The 1977 law mentioned debt collection through postcards and telegrams, she said, adding that cell phones and the internet did not exist back then.
Among other things, the proposed rule would:
- Limit the number of telephone calls from debt collectors to a borrower to no more than seven per week.
- Require debt collectors to send consumers a disclosure about the debt and consumer protections. The information would be required to include an itemization of the debt and plain-language information about how the consumer may respond.
- Clarify how debt collectors may communicate with borrowers. For instance, consumers could decide that they did not want to be contacted by email, voicemail messages and text messages.

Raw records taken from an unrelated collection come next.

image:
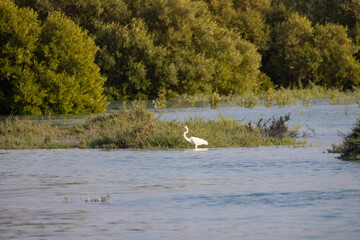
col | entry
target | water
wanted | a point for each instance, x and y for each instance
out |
(236, 193)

- Prohibit a debt collector from suing or threatening to sue a consumer if the debt collector knows the statute of limitation has expired. Debt collectors would also be prohibited from furnishing information to a consumer reporting agency unless the debt collector has contacted the consumer.
“The accounts receivable management industry has been seeking clear regulatory guidance on the FDCPA since its enactment in 1977,” Mark Neeb, president of the Association of Credit and Collection Professionals, said at the town hall. However, he added that the rules are too prescriptive.

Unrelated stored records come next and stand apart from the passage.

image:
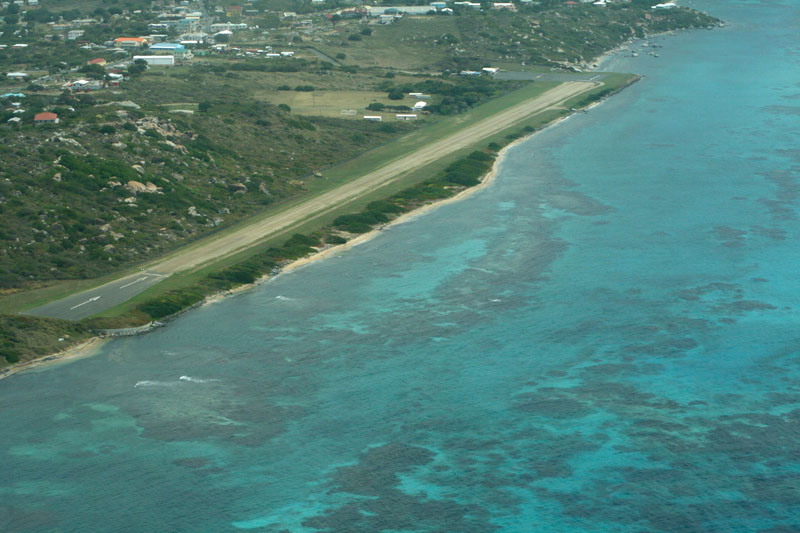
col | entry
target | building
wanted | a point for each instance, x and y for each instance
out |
(45, 118)
(178, 50)
(129, 42)
(163, 61)
(83, 85)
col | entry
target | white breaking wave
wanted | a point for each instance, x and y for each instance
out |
(196, 380)
(185, 379)
(147, 383)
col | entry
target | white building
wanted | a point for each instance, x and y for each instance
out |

“We don’t believe that one size fits all,” he said, adding that the rules would place arbitrary limits on how debt collectors may operate.
Neeb said such limits lead to litigation and collection companies reporting a consumer to a credit bureau, adding that direct contact with a consumer is a key to resolving problems.
“Nothing beats an old-fashioned phone call,” Neeb said. “We just encourage consumers to pick up the phone.”
“The industry has been looking forward to this rule,” Jan Steiger, executive director of the Receivables Management Association International, said. She agreed that direct conversation between a consumer and a debt collector is the key to resolving a debt.
But Patricia Hasson, president and executive director of Clarifi, a debt counseling group in the Philadelphia area, said if a consumer has more than one debt, the seven phone calls a week for each debt can mount quickly.
“I don’t answer my phone when I don’t recognize the caller,” she told Kraninger. “I would implore you to go lower.”
And a key lawmaker said she does not think the rules go far enough in protecting consumers.
“This is yet another example of an anti-consumer action at the consumer bureau by a Trump Administration appointee,” House Financial Services Chairwoman Maxine Waters (D-Calif.) said, adding that last year, the agency received about 81,500 complaints about debt collection practices.
“This proposed rule does not come close to protecting consumers from predatory behavior,” she said. “Instead, it allows debt collectors to needlessly harass and threaten consumers by sending unlimited emails and text messages and calling them seven times a week to collect debts.”
A consumer group agreed.
“If you’re one of the millions of Americans who have dealt with constant harassment from debt collectors, you’re going to be dismayed, because the proposed rule expressly authorizes more ways to harass you,” Linda Jun, senior policy counsel at Americans for Financial Reform, said.
Kraninger said there has already been some misunderstanding about the rule.
“The FDCPA prohibits collectors from harassing or abusing consumers or engaging in unfair practices,” she said. “These standards apply today and under the proposed rule, they would continue to apply.”
But the proposal would add additional clarity about how the law applies to consumers and debt collectors.
“It would make clear the rules of the road for industry and consumers,” she said.